As a teenager we had the bookmobile come to our neighborhood. When I was 14 I got a job there stacking the shelves. I loved that job. I would walk down to the bookmobile and just get lost with all the books. That job led to my undergraduate degree. I got a babysitting job from a woman who came there-whose husband was a criminologist. His bookshelves were filled with the best books. When her baby was asleep I would pull down his books and read away. Funny how we embark on the paths we take.
Okay back to Vanity Fare (a novel about lattes, literature and love). How could I resist the offer to review this book when Williams Morrow (an imprint of Harper Collins) offered it to me? Yes I am a shallow book reader, the cover alone drew me in. Chocolate chip cookies, old books on the cover, literature and love (I am not a latte person, but a cup of tea would work well with me).

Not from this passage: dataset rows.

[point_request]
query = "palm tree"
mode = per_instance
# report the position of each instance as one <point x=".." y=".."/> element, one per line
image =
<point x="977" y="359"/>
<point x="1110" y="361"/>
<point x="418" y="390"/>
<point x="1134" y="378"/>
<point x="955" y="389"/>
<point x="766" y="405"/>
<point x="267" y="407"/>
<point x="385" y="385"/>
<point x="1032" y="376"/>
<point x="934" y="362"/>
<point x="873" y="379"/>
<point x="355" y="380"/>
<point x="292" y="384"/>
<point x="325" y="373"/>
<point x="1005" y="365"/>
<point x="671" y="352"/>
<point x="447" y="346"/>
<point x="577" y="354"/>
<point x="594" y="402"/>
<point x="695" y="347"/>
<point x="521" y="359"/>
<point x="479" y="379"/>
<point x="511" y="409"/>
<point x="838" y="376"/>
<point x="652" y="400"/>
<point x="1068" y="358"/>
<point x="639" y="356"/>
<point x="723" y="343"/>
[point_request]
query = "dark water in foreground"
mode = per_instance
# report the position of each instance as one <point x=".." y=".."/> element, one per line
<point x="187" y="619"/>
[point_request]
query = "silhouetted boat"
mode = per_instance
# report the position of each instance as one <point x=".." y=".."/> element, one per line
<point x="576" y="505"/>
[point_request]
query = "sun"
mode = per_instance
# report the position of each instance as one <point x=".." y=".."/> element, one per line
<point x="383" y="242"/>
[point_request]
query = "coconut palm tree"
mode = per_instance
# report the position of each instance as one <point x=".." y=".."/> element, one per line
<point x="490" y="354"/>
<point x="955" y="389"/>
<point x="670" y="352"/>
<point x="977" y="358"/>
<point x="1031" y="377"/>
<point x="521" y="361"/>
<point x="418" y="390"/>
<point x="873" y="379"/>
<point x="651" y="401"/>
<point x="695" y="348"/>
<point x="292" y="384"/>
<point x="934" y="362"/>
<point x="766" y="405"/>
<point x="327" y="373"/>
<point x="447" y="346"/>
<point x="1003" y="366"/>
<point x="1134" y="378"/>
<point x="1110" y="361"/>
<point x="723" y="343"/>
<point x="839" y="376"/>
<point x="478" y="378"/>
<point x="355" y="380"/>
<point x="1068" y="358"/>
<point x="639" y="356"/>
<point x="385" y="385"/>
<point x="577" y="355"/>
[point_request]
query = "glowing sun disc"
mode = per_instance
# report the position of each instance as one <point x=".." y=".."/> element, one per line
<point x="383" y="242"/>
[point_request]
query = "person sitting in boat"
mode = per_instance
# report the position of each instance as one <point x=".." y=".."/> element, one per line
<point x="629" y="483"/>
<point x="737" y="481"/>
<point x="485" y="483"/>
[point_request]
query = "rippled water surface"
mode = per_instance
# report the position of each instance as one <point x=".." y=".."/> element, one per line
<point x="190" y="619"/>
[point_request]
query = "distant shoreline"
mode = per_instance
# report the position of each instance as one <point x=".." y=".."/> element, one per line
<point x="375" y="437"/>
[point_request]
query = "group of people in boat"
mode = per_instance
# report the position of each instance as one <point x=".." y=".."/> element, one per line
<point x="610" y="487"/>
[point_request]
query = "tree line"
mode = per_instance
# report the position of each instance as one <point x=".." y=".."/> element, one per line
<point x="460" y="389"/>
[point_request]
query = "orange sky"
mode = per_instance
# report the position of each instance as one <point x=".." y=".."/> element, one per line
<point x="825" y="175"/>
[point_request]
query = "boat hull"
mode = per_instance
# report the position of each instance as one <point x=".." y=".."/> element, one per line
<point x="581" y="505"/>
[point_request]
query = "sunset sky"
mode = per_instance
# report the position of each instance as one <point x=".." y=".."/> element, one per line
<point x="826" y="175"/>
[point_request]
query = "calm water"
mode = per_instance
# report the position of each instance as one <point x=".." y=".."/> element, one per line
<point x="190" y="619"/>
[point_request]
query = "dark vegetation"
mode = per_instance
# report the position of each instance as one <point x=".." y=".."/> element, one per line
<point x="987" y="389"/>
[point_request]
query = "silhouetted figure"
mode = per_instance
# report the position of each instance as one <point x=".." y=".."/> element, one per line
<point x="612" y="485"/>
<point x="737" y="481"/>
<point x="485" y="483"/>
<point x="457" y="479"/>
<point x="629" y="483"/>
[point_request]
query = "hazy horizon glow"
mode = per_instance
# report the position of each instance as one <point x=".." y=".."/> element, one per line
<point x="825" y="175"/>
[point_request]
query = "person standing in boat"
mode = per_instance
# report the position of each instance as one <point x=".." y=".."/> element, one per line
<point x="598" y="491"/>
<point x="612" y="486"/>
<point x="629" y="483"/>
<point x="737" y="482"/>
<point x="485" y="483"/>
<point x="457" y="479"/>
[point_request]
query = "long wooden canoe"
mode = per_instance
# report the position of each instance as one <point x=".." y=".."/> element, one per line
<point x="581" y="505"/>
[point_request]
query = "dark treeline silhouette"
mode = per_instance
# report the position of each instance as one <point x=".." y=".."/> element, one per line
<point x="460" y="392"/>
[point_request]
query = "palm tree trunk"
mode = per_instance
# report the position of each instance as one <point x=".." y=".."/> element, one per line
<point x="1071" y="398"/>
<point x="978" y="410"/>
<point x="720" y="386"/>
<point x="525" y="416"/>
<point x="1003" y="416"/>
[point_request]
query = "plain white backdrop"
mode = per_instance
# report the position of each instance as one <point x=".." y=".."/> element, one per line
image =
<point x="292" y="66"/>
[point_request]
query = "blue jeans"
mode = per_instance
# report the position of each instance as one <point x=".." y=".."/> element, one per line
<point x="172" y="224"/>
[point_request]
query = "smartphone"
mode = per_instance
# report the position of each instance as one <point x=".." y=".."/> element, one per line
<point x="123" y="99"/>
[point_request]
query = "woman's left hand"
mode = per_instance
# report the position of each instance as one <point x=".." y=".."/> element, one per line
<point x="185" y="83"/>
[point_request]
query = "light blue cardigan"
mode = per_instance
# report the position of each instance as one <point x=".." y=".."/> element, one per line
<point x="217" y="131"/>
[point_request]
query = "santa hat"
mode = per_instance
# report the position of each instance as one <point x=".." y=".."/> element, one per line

This is the book I took home with me on the plane at Christmas. It was the perfect read. Molly the main character is faced with major financial challenges after her cheating husband walks out on her and her 6 year old. Molly finds herself with a job helping Simon open up a pastry shop. The job seems perfect for Molly-the pastry shop is to have a literary theme. Simon has other ideas.
Used to getting all the women he wants Simon is thinks he is the perfect dessert. Initially Molly is beyond flattered by the hot, sexy green eyed British chef. This is never the type of man who was attracted to her. Intimidated by both her own insecurities and Nick, Simon's business partner Molly is not sure whether to devour Simon or abstain. She cannot risk losing the job and the income it will generate.
I devoured the story with all it's delicious and sometimes sour ingredients as Molly starts to discover herself as a newly divorced mother raising a child.
Caldwell gives her readers a fast paced book, while exposing the harsh realities of many women who find themselves single with a child and no current skills after years of child rearing. I thoroughly enjoyed this book and especially enjoyed Molly's transformation through the various chapters. While the book does not center on food, I liked the idea of a literary pastry shop and at the end of the book there are also a few recipes.
My one criticism of the book was the use of the "F" word. There was no need for it and I am not sure why Caldwell felt the need to interject it in an otherwise wholesome book.
You should pick this one up. You will not be disappointed.